Seismic Retrofit of Octagonal Columns with Pedestal and One-Way Hinge at Base

ACI Structural Journal, Sep/Oct 2005 by Johnson, Nathan, Saiidi, M Saiid, Itani, Ahmad, Ladkany, Samaan

Extension of the pedestal was designed in two phases. The first was to design overlays to level out the pedestal stubs with the top of the pedestal. The second was to design a semicircular extension of the pedestal (Fig. 7 and 8). Because the ends of the as-built pedestal are only 2/3 of the height of the pedestal at the column-pedestal interface where cracking occurred, wedge-shaped overlays were designed to level the pedestal ends with the top of the pedestal. The design force for the pedestal overlay was 130 kN (29.2 kip). This is the top force in the strut-and-tie model multiplied by a factor of 1.5. The shear friction method was used to design the reinforcement for the overlays.

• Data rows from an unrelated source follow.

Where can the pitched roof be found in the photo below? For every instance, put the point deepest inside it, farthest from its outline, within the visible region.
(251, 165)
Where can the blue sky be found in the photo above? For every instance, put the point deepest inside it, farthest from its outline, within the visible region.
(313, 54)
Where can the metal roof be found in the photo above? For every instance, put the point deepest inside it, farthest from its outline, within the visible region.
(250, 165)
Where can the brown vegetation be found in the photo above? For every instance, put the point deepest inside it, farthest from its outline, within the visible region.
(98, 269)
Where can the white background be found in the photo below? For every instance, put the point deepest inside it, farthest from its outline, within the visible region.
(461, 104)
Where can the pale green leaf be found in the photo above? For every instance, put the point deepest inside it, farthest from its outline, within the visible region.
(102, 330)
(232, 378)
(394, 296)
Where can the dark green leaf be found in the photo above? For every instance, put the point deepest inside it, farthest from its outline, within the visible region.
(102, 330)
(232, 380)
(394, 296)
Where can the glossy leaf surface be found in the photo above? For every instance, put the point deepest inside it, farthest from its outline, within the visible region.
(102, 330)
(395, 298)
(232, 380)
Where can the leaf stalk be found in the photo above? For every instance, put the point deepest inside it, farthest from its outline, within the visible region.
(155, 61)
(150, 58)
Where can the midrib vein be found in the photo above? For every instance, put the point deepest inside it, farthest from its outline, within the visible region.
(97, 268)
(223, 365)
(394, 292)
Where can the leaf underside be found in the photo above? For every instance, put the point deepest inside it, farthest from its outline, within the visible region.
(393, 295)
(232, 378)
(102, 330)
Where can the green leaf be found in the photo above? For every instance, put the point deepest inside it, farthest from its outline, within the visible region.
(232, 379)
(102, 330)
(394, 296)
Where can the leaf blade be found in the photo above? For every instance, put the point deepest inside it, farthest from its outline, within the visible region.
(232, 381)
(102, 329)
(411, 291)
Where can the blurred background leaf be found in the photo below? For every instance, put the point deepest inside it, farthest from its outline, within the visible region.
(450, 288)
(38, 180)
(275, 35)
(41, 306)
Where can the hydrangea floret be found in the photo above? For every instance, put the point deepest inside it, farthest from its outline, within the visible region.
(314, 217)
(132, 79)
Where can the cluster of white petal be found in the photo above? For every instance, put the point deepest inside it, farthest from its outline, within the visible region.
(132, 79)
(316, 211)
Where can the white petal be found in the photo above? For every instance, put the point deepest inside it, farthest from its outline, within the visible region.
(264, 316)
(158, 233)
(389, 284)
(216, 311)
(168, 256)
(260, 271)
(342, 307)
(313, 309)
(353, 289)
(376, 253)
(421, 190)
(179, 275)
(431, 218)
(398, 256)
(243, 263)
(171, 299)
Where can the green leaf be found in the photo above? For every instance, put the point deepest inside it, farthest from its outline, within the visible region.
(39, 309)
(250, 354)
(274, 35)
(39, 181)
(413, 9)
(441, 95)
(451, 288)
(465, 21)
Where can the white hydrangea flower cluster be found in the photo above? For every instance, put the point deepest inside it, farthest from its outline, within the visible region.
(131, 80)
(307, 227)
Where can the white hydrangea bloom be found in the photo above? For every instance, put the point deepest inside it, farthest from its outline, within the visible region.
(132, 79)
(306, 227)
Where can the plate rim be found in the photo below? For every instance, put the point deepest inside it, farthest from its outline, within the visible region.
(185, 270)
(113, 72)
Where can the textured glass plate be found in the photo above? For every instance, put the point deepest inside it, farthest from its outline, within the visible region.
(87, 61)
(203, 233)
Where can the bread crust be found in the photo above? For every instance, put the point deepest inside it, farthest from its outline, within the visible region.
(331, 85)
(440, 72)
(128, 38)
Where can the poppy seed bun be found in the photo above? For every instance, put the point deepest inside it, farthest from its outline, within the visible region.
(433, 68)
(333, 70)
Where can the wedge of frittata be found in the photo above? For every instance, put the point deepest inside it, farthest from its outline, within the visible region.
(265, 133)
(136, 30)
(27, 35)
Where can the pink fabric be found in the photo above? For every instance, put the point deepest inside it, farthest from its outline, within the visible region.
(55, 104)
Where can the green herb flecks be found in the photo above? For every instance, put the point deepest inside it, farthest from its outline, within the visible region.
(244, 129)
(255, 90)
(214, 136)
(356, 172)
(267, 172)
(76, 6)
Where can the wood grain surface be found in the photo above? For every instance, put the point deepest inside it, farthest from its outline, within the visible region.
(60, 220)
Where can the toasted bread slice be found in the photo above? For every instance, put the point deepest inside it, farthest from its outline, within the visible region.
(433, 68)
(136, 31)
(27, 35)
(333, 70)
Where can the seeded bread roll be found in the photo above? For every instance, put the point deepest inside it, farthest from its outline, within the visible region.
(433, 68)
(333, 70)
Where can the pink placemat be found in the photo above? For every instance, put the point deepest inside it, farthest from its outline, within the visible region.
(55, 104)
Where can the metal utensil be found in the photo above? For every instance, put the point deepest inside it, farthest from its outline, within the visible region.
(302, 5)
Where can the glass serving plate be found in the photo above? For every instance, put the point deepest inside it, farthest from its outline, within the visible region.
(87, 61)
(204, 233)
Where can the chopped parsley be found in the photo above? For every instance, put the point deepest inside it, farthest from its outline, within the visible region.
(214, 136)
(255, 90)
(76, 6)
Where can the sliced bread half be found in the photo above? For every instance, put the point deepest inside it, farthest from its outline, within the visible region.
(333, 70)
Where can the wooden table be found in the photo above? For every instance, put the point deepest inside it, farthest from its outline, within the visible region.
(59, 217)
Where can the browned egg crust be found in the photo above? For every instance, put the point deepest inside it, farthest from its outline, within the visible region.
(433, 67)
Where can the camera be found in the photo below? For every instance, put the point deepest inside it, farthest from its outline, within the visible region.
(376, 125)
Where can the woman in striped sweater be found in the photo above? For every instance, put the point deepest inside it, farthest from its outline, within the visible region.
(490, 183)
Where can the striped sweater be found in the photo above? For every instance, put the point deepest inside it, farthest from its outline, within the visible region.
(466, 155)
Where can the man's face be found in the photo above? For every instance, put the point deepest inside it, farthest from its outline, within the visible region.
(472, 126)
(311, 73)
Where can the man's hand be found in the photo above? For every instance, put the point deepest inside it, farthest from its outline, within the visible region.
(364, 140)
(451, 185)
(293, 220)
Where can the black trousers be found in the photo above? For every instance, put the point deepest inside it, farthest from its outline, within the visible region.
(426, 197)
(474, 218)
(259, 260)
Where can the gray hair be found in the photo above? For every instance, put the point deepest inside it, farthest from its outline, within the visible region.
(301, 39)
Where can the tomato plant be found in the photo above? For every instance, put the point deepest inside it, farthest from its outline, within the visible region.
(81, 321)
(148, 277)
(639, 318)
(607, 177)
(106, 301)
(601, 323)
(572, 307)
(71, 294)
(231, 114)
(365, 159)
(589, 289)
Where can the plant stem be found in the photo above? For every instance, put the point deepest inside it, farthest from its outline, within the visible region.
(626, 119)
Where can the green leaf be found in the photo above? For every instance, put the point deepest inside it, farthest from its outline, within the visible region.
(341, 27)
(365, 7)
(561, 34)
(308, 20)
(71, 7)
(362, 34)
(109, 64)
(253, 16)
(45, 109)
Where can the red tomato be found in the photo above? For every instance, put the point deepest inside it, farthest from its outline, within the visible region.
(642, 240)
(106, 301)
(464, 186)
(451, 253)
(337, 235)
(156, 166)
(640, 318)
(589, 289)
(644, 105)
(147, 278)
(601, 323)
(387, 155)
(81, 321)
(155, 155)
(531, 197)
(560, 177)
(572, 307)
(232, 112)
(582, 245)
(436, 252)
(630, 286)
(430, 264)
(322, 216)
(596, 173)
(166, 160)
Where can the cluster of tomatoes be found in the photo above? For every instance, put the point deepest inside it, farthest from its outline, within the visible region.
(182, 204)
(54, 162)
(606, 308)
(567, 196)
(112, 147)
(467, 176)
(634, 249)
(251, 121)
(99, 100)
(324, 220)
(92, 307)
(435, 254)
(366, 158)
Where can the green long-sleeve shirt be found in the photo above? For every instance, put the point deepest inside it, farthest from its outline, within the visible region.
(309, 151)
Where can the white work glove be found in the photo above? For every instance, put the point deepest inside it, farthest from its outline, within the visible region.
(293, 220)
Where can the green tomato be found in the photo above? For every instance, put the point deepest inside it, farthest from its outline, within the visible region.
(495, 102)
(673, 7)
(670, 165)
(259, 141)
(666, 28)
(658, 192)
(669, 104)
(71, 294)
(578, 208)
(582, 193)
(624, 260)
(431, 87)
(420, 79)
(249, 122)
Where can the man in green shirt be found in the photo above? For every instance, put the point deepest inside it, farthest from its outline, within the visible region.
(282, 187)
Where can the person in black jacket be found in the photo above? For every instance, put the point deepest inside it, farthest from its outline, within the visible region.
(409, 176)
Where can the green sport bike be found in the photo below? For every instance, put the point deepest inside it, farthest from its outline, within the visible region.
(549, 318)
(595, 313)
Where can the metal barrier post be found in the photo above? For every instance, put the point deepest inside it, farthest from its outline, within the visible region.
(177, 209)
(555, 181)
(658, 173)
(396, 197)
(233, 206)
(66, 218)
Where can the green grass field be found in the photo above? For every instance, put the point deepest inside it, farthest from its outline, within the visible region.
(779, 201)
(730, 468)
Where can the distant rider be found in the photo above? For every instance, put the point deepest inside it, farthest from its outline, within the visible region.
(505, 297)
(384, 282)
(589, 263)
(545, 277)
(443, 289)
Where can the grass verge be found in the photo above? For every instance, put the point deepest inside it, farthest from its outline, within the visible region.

The purpose of the extension was to provide sufficient capacity in the strong direction of the one-way hinge to reduce or eliminate plastic hinging at the pedestal base. The extension also needed to preserve the weak direction hinge response. A semicircular extension of the pedestal ends with a diameter equivalent to the pedestal width was determined to be the best solution. A bar configuration with four No. 3 bars on each side of the pedestal was selected. With the additional bars, the yield moment capacity of the pedestal base became 35% larger than the demand associated with plastic hinging of the column pedestal interface. It was felt that with this margin, yielding of the bars at the pedestal base would be limited. The additional hinge bars increased the moment capacity in the weak direction by 20%, but kept the weak direction moment capacity of the hinge at a small value. The lateral hoops connecting each side of the pedestal extension were designed using the shear friction method.7 The design force was the vertical shear at the interface between the existing pedestal and the extension.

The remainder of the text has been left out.